Scotland's place in Europe: people, jobs and investment
This paper presents the latest analysis by the Scottish Government of the implications for Scotland’s economy if the UK exits the European Union.
Foreword
Foreword from First Minister
In the next few weeks talks will start on the future relationship between the EU and UK.
The outcome of those talks will have a major impact on economic and job prospects for current and future generations.
People in Scotland voted decisively to remain in the European Union and we continue to believe that this is the best option for Scotland and the UK as a whole. However, short of EU membership, the Scottish Government believes the UK and Scotland must stay inside the Single Market and Customs Union.
The European Single Market is the largest and most lucrative in the world.
Securing our position in that market is the number one priority for the Scottish Government when phase two of the negotiations begin.
That means the Prime Minister must drop her “red lines” over free movement of people and the role of the Court of Justice of the European Union and prioritise, instead, the interests of the economy and of future generations.
It is time for the UK Government to stop deluding itself, and misleading others, about what will happen if it maintains those red lines.
The EU has made it clear that in those circumstances the only possibilities are a basic free trade deal (often called a “Canada” type deal with perhaps some limited add-ons) or reverting to trade on World Trade Organization ( WTO) terms. The EU has set out these options as illustrated by the graphic below.
This paper therefore:
- explains what these terms - “a Canadian type deal” and WTO - mean and assesses the damaging consequences they will have for the Scottish economy. The UK Government has been reluctant to publish an assessment of the impacts of a hard Brexit on the economy. The analysis presented here shows the impact on income, growth, productivity, trade, immigration and foreign direct investment;
- details the significant economic benefit for Scotland if we instead retain our place in the European Single Market and Customs Union, compared with the options outside these arrangements;
- shows the future economic opportunities available to Scotland and the UK from completion of the Single Market in the digital economy, energy, services and other key economic sectors; and
- demonstrates why maintaining the free movement of people is in itself a considerable benefit to Scotland - not a trade-off for access to the Single Market - and shows the substantial tax contribution our fellow EU citizens make to our NHS and other public services.
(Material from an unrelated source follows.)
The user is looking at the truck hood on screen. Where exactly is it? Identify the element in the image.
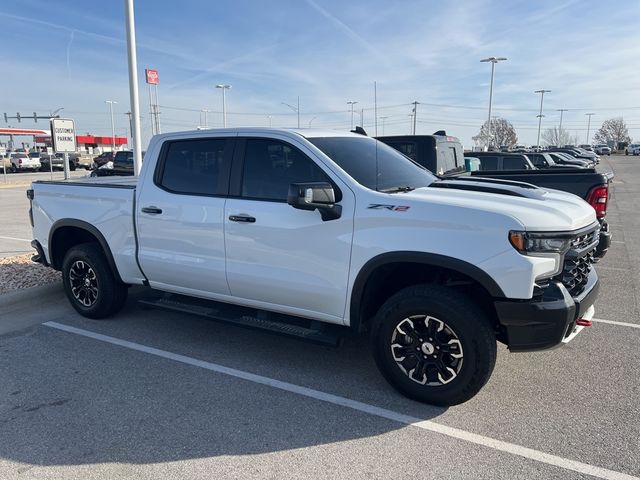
[394,178,596,231]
Membership Of The European Single Market Provides Scotland’s Businesses With Unrestricted Access To A Market Of Over 510 Million People.
All of Scotland’s future population increase over the next decade and beyond is projected to come from people choosing to come to Scotland to make this country their home.
A very real risk from the UK Government’s hard Brexit approach is that Scotland’s working population will fall. That means the number of people working and paying taxes to support the NHS and other public services that we all rely on will also fall.
That, in turn, will mean an increased burden on young people and fewer opportunities for this and future generations.
The damage will not only be economic, serious as this is, but will also compromise current safeguards in a range of vital policy areas currently driven at the EU level such as rights and protections in areas like the environment, workers’ rights and justice and home affairs co-operation where we derive considerable benefit.
From the perspective of the Scottish Government, the commitment the Prime Minister made in her Lancaster House speech to ensure that “…Ministers from each of the UK’s devolved administrations can contribute to the process of planning for our departure from the European Union” needs to be honoured, in a way that it has not been to date.
That means accepting the Scottish Government’s call to re-visit the “red lines” and re-open the case for staying in the Single Market and Customs Union.
I look forward to discussing these proposals with all those seeking to avoid an extreme Brexit in favour of a better future for Scotland, the UK and the EU.